CloudOps makes operation and maintenance easier

1. Pain Points in DevOps Implementation Practice

It has been 12 years since DevOps was proposed, and many enterprises have begun to practice DevOps with great success. However, enterprises have encountered different challenges in the implementation of DevOps:

◾ Before the transformation of DevOps: Many enterprises will find a lack of DevOps experts; DevOps' initial investment is very heavy, requiring organizational change and adjustment; The internal tool capabilities are weak. With the development of the business, many DevOps tools can no longer meet the needs of enterprises.

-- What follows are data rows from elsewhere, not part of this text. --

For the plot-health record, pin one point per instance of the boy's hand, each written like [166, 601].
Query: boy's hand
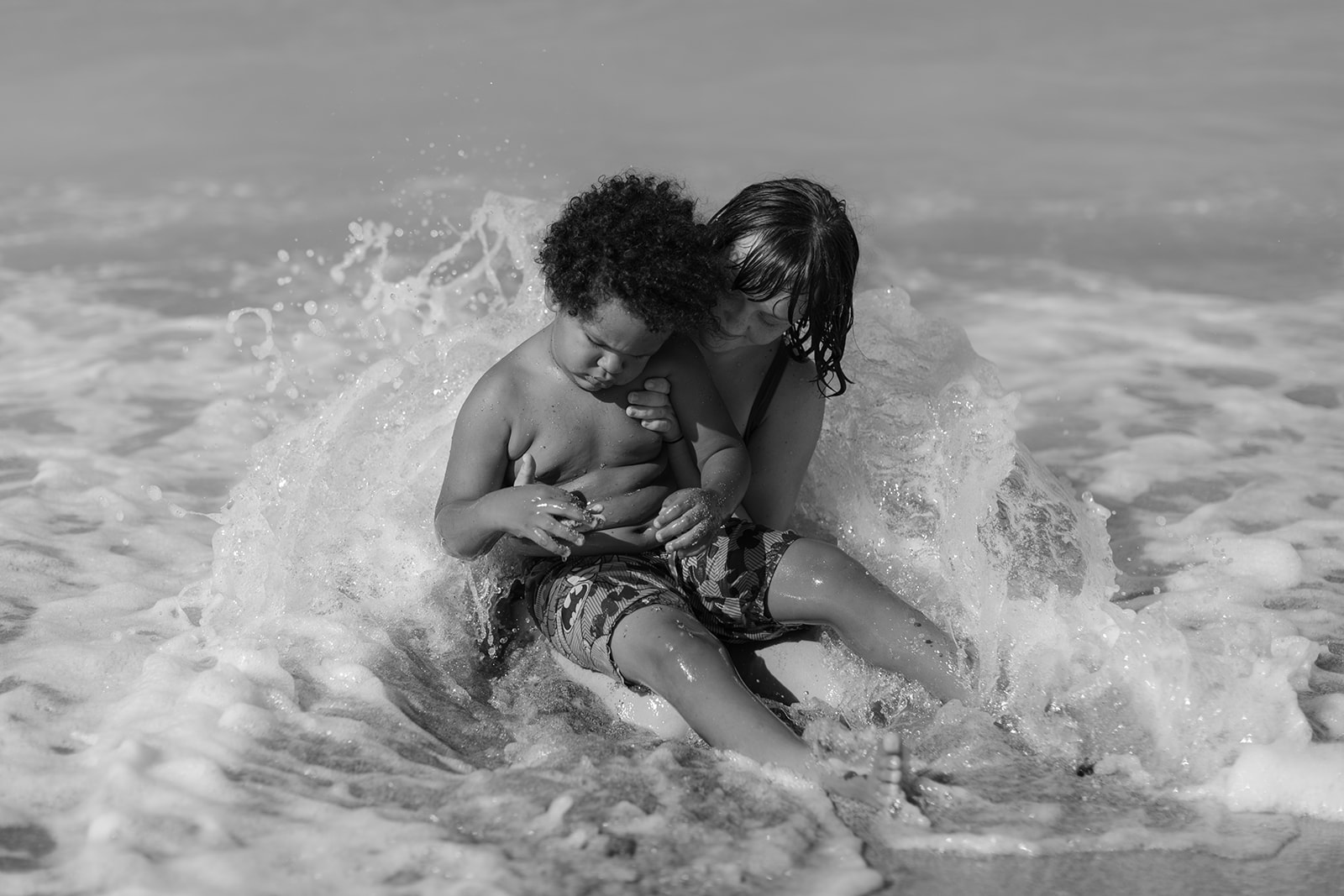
[689, 521]
[544, 515]
[654, 410]
[541, 513]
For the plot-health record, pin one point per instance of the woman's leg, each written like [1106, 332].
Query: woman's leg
[820, 584]
[675, 656]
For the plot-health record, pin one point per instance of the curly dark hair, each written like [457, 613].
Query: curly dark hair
[633, 237]
[806, 248]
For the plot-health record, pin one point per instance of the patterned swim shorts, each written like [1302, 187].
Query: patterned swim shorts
[578, 602]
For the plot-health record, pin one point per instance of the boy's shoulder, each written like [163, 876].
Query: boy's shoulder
[512, 374]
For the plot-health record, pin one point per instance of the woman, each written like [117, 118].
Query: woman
[776, 352]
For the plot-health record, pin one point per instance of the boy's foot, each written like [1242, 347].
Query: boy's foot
[891, 786]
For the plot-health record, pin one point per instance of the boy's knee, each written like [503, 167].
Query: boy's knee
[664, 649]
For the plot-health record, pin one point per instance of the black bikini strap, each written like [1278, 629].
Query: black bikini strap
[766, 392]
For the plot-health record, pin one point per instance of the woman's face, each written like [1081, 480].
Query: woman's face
[746, 320]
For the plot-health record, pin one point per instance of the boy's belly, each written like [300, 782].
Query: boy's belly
[628, 495]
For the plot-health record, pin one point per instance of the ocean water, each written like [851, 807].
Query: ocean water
[253, 254]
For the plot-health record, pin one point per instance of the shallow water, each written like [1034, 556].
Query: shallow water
[232, 658]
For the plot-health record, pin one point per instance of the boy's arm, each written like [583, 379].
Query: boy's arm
[691, 516]
[474, 511]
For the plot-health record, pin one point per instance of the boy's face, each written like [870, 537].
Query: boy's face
[612, 348]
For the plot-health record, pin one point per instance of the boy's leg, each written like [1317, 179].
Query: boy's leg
[669, 652]
[819, 584]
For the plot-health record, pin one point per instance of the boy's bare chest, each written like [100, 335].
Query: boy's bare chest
[575, 437]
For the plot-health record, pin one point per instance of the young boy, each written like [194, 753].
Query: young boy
[648, 591]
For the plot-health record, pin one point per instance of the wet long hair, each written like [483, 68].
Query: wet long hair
[806, 248]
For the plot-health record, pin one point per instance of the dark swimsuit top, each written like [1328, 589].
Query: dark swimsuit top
[766, 392]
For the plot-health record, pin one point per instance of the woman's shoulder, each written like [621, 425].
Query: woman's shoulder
[799, 382]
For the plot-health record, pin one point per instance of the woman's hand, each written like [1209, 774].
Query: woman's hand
[690, 520]
[654, 409]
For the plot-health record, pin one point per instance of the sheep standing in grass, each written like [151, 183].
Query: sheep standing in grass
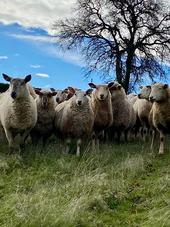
[142, 108]
[160, 96]
[124, 117]
[46, 113]
[18, 113]
[102, 107]
[74, 118]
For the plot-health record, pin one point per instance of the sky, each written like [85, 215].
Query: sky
[26, 45]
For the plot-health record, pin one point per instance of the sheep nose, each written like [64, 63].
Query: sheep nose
[102, 96]
[151, 98]
[79, 103]
[13, 95]
[57, 99]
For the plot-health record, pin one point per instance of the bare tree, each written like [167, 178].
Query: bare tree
[131, 37]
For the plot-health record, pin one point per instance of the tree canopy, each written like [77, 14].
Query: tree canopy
[128, 37]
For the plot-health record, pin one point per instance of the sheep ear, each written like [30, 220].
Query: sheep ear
[92, 85]
[27, 78]
[6, 77]
[89, 91]
[65, 91]
[54, 93]
[165, 86]
[52, 89]
[71, 90]
[37, 91]
[110, 85]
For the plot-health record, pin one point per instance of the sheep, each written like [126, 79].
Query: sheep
[18, 113]
[124, 117]
[132, 98]
[101, 104]
[61, 95]
[74, 118]
[160, 96]
[143, 107]
[46, 113]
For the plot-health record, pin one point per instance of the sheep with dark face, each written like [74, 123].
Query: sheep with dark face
[102, 107]
[124, 117]
[18, 113]
[160, 96]
[46, 113]
[74, 118]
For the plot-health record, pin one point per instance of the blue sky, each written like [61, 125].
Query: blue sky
[32, 51]
[27, 47]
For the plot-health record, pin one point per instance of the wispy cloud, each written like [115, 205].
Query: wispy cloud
[34, 38]
[3, 57]
[43, 75]
[17, 55]
[35, 66]
[47, 45]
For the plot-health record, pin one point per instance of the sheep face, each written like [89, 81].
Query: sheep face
[144, 92]
[17, 86]
[61, 96]
[102, 91]
[159, 92]
[117, 90]
[80, 98]
[45, 97]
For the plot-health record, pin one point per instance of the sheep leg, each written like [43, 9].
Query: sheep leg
[78, 147]
[152, 139]
[12, 145]
[162, 142]
[68, 141]
[93, 142]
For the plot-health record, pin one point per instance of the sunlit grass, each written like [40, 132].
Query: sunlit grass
[122, 185]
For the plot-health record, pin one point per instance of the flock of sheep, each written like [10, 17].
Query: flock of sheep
[102, 112]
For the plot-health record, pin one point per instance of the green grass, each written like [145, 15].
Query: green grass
[122, 185]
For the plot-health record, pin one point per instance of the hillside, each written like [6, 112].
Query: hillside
[122, 185]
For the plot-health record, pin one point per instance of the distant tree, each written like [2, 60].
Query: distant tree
[131, 37]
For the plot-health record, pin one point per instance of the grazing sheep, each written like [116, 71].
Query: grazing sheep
[160, 96]
[124, 117]
[102, 107]
[46, 113]
[18, 113]
[74, 118]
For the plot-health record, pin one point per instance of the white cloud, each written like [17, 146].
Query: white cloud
[35, 66]
[34, 38]
[46, 44]
[3, 57]
[43, 75]
[17, 55]
[34, 14]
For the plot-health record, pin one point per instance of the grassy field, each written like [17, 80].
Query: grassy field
[122, 185]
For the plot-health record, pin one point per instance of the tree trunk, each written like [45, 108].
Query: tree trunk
[128, 72]
[118, 69]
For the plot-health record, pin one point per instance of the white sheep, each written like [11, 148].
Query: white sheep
[18, 113]
[160, 96]
[74, 118]
[46, 112]
[124, 117]
[102, 107]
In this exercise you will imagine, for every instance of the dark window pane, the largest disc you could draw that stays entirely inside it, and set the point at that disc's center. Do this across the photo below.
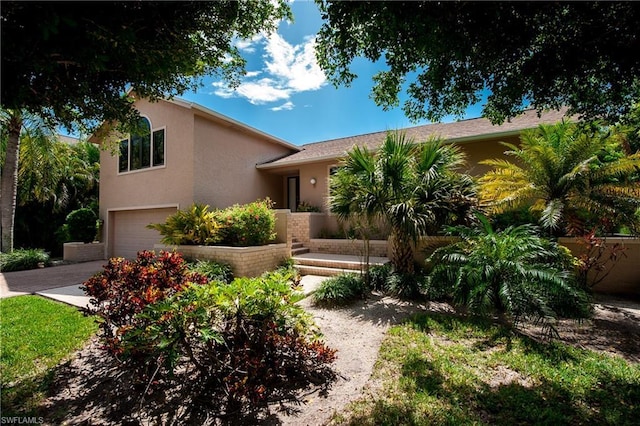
(136, 152)
(145, 151)
(158, 147)
(123, 163)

◾ During the practice of DevOps, the focus will shift: in terms of organizational effectiveness, more attention will be paid to achieving efficient and agile delivery; In terms of architecture design, focus on how to clarify the dependency relationships between architectures, quickly deliver applications, and perform remote or multi live migration; In terms of self-service, more and more enterprises are choosing to use self-service. According to Gartner's "China DevOps Research Report (2021)", 75% of large enterprises will consider self-service as the most important trend in DevOps applications by 2025.

◾ In the evolution trend of DevOps, more and more DevOps enterprises have chosen to use intelligent decision-making capabilities, including evaluating the maturity of DevOps capabilities.

2. DevOps in Cloud Trends

In combination with the trend of enterprise cloud adoption, more and more enterprises have begun to use DevOps on the public cloud. This process requires cloud based transformation and adaptation of applications, while combining cloud native tools and task flow orchestration to improve delivery efficiency.

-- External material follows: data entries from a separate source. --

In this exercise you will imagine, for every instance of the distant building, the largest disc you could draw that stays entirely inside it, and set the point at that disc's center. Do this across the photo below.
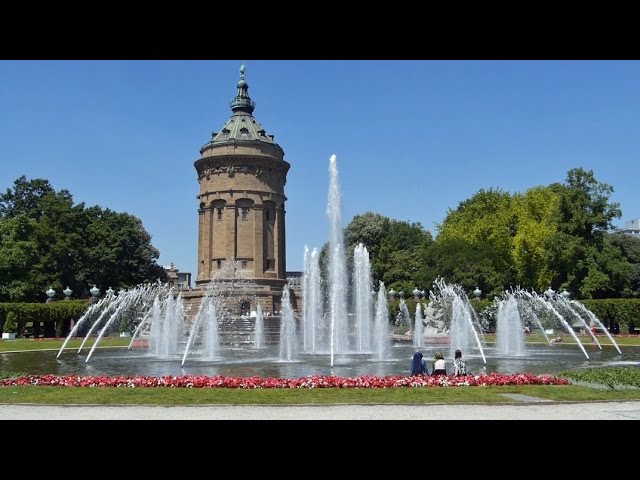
(241, 214)
(178, 279)
(632, 228)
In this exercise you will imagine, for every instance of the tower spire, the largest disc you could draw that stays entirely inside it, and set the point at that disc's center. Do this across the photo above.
(242, 102)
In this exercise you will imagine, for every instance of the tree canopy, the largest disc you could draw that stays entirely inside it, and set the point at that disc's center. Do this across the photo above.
(47, 240)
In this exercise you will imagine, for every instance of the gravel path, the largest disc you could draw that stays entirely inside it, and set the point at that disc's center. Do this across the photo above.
(533, 411)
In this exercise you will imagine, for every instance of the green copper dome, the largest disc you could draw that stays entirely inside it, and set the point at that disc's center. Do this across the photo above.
(242, 126)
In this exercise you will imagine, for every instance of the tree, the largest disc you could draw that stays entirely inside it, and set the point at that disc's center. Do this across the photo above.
(118, 250)
(629, 248)
(18, 253)
(537, 224)
(64, 244)
(578, 257)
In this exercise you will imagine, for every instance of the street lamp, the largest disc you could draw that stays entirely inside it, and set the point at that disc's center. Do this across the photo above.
(95, 291)
(50, 293)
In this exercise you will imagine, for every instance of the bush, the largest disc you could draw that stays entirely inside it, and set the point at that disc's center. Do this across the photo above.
(11, 323)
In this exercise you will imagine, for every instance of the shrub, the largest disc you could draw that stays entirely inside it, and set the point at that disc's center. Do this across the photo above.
(11, 323)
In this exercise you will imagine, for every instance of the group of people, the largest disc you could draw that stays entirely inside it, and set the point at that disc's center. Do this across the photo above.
(439, 365)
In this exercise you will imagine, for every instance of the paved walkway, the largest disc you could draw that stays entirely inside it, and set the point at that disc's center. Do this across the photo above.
(533, 411)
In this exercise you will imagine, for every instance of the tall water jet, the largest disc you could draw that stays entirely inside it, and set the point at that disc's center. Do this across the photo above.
(211, 342)
(362, 297)
(124, 301)
(337, 266)
(258, 329)
(104, 314)
(287, 328)
(417, 328)
(195, 329)
(91, 311)
(404, 317)
(509, 332)
(311, 292)
(453, 306)
(166, 325)
(381, 325)
(547, 305)
(595, 320)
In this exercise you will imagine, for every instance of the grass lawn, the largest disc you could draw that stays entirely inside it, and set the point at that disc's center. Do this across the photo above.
(230, 396)
(633, 340)
(362, 396)
(55, 344)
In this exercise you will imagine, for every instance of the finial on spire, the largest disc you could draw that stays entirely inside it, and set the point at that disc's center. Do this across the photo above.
(242, 102)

During the practice of DevOps on the cloud, many enterprises have completed the transformation of microservice architectures and the upgrading of distributed applications. At the same time, service governance is becoming increasingly mature. However, the proliferation of applications and the increase in dependency complexity brought about by this composition also pose great challenges to the observability of enterprise applications and the stability of systems.

During the cloud transformation process of DevOps, many enterprises have also made service-oriented transformation to their own Jushi applications. And almost all enterprises believe that open APIs and As Services are the core competitiveness of enterprise openness and service.

3. New Trends in Cloud Operation and Maintenance CloudOps

Based on the above trends of DevOps in the cloud, Alibaba Cloud elastic computing defines a model for CloudOps. Combining the dual advantages of DevOps and the cloud, it can be seen from four dimensions: cost, delivery speed, flexibility, and system reliability:

◾ Cost reduction: DevOps can significantly reduce costs through changes in organizational effectiveness and the construction of digital tools, while the cloud can reduce the cost of resources and manpower through on-demand resource flexibility and multiple resource selection and payment methods.

◾ Delivery efficiency: DevOps can achieve CI/CD, while the cloud can achieve second or minute level resource delivery.

◾ Flexibility: Users have higher requirements for the application's R&D and launch cycle, such as delivering an app within 7 days, from 0 to launch to the app store; The cloud can also help customers achieve rapid delivery of diverse infrastructure resources.

◾ Reliability: DevOps practices the concept of automation, while cloud nature provides high availability of infrastructure.

From the high availability of applications to the high availability of technical resources, as well as the monitoring and insight capabilities of systems, DevOps and the cloud are a very good combination. Therefore, a new concept, CloudOps, is proposed on the cloud, fully combining the advantages of cloud and DevOps to achieve a 1+1>2 effect.

02 Application centric automated operation and maintenance

The core concept of CloudOps is application centric, as only applications are the most important to customers.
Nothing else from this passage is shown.